JLN : S’il est déjà pénible pour un expatrié de travailler dans les règles de l’art, qu’en serait-il pour nos compatriotes ? Ils n’ont aucune considération de la part du ministre des Sports qui estime que c’est un grand privilège qu’il leur a fait de les nommer à ce poste, et fait planer en permanence sur leur tête le spectre de la destitution. Un entraîneur camerounais qui s’engage avec le Cameroun doit s’attendre à toutes les humiliations publiques. Devant les joueurs et autres affidés de la cour royale qui accompagne le ministre, tout le monde lui parlera sans égard. Passe encore qu’on gagne. Mais en cas de défaite, n’importe qui lui reprochera ses choix stratégiques, ses choix de joueurs et même sa façon de s’habiller. Dur, dur…
J.P.N : Un seul préalable, quand vous faites ce métier, il faut être objectif. Il faut être droit et cohérent dans vos choix. Dès que vous commencez à subir des influences, il est difficile de s’en sortir. Il faut choisir les joueurs qu’il faut parce qu’ils sont les plus méritants. Et vous devez pouvoir l’expliquer au public parce qu’il y a toute une communication à développer. Quelqu’un comme Artur Jorge n’a jamais communiqué. Il met une équipe en place sans dire pourquoi il choisit tel et non tel autre. En coupe du monde, il y avait toujours des conférences de presse. Il doit expliquer au Camerounais ce qu’il fait, quelles sont ses perspectives ou ses choix ? Il faudrait que seul le mérite guide les choix.
Quel serait, à votre avis, le profil du futur entraîneur de l’équipe nationale de football du Cameroun ?
JLN : Le futur sélectionneur doit avant tout aimer le Cameroun. Il doit s’imprégner de l’environnement camerounais et se préparer à composer avec, à surfer entre toutes ces contingences qui nous sont propres. Il doit avoir du caractère, savoir dire non, se consacrer à son boulot. Sans a priori, je vois un homme qui est la synthèse de Claude Leroy, Guy Roux et Arsène Wenger. Existe-il ? Mais, franchement, cela ne me nuirait pas que Pierre Lechantre revienne.
J.P.N : Je suis clair, dans l’état de confusion actuelle, il ne faut pas pousser un Camerounais au suicide en lui confiant l’équipe nationale.

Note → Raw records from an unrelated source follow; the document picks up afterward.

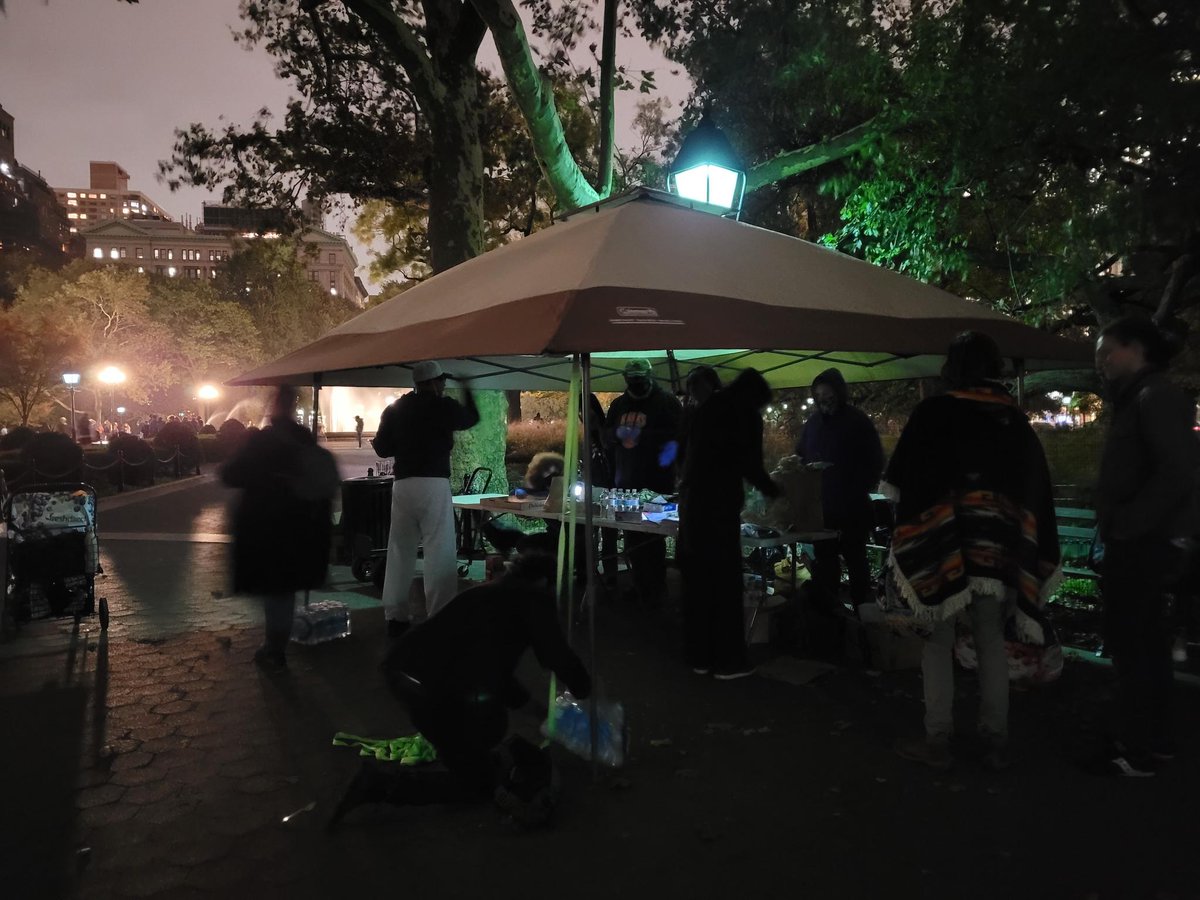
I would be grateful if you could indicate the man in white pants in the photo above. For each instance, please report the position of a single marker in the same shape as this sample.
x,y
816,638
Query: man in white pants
x,y
418,431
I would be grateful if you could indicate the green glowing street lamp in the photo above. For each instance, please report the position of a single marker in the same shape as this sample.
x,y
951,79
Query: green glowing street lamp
x,y
708,172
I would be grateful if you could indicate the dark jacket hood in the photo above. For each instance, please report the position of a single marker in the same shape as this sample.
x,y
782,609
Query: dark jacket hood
x,y
834,379
750,388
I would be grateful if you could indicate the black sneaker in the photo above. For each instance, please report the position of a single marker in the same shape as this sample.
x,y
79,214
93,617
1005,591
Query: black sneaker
x,y
396,628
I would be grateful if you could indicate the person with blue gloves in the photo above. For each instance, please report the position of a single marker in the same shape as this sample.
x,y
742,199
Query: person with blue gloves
x,y
642,429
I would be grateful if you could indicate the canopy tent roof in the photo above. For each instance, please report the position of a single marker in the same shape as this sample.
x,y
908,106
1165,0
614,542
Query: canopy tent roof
x,y
645,274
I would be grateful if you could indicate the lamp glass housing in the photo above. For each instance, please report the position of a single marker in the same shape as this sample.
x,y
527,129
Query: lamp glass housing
x,y
707,183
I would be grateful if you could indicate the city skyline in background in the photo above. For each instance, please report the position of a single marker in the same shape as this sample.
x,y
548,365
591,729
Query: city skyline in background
x,y
108,81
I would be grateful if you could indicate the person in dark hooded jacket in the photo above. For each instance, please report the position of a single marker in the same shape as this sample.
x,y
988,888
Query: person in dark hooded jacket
x,y
843,441
725,448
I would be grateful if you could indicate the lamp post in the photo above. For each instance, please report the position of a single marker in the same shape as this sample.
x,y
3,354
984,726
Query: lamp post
x,y
111,376
71,379
207,393
708,172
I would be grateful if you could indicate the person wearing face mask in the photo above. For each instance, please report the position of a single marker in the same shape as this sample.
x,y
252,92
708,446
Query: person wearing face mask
x,y
642,429
841,441
1145,513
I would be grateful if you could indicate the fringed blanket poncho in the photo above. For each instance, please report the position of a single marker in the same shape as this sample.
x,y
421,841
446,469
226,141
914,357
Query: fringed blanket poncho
x,y
976,509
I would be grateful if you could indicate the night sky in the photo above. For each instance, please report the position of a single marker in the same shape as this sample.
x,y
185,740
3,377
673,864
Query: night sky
x,y
99,79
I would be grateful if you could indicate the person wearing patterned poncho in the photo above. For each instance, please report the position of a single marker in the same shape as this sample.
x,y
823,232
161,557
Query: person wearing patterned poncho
x,y
975,534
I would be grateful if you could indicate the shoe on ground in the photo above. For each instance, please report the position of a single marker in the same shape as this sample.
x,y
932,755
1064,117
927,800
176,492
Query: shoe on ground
x,y
934,753
357,793
396,628
270,660
1180,649
732,675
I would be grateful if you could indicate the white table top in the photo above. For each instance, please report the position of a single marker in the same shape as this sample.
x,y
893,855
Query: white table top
x,y
667,529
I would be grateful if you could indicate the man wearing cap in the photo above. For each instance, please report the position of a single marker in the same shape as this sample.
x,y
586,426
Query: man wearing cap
x,y
642,427
418,431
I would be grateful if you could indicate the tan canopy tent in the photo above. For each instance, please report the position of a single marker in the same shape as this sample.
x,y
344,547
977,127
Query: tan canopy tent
x,y
641,275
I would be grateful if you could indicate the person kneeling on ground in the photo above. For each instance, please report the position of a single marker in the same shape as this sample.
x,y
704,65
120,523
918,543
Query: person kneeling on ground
x,y
455,676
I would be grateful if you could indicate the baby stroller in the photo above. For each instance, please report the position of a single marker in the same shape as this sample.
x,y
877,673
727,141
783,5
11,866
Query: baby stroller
x,y
53,552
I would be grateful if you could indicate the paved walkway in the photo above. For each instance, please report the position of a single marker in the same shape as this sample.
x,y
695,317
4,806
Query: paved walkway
x,y
157,761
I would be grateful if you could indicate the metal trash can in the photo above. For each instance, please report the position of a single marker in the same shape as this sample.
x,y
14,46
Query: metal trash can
x,y
366,522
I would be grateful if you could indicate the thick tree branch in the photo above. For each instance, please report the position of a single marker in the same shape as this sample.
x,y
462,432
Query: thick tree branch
x,y
607,94
814,156
535,101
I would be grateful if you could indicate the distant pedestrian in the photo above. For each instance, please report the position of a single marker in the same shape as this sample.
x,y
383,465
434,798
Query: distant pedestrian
x,y
975,534
1146,514
282,525
418,432
843,443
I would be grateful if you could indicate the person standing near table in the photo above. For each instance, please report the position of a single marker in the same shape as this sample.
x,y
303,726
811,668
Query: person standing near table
x,y
642,427
725,447
1145,511
841,441
282,523
418,432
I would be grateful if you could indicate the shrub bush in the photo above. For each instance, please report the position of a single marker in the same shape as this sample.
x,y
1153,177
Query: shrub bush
x,y
55,457
138,456
178,436
17,438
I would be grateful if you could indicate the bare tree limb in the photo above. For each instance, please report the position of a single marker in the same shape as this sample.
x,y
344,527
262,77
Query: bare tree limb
x,y
814,156
535,100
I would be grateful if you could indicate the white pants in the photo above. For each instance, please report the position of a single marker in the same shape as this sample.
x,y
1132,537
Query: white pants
x,y
988,616
421,515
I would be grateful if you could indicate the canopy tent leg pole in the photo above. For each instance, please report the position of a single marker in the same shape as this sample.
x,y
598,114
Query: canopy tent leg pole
x,y
589,550
316,400
676,381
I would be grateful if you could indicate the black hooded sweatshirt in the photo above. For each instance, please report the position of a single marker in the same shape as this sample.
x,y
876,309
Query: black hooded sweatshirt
x,y
725,445
850,442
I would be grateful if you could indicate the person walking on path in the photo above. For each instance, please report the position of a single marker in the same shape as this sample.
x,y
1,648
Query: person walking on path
x,y
642,427
1145,514
975,534
418,432
725,447
455,676
843,442
282,523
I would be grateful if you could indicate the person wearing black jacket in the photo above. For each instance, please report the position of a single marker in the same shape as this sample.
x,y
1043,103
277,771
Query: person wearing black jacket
x,y
642,429
1145,514
843,441
724,449
418,431
282,523
455,676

Il y a toute une restructuration à amorcer, toute une réorganisation à mettre en place. C’est la raison pour laquelle il faut quelqu’un d’assez costaud à la direction générale de la Fécafoot pour mener à bien cette affaire, mettre les gens sur orbite et préparer la prise en main de cette responsabilité. Tout se prépare ! Il ne faut pas envoyer dans l’état actuel un Camerounais à la boucherie pour que dans trois mois, il soit vilipendé ou insulté. C’est quelque chose qui doit se préparer.
Quel serait son cahier de charges à court, moyen et long terme ?
JLN : Nous qualifier pour la Can 2008, et la coupe du monde 2010. Redonner une âme aux Lions indomptables et, par conséquent, redonner le goût du football aux Camerounais. La matière est là. Les moyens ne manquent jamais.
J.P.N : Il y a deux choses, pour cet ultime entraîneur expatrié qu’on prendrait. Première chose, la qualification pour la coupe du monde 2010 pour nous permettre d’arriver le plus loin possible, c’est-à-dire au-delà des quarts de finale. Deuxième chose, nous aider à mettre en place tous les staffs techniques des équipes nationales, y compris ceux qui vont être à ses côtés pour le transfert des compétences. Nos entraîneurs ne se recyclent pas.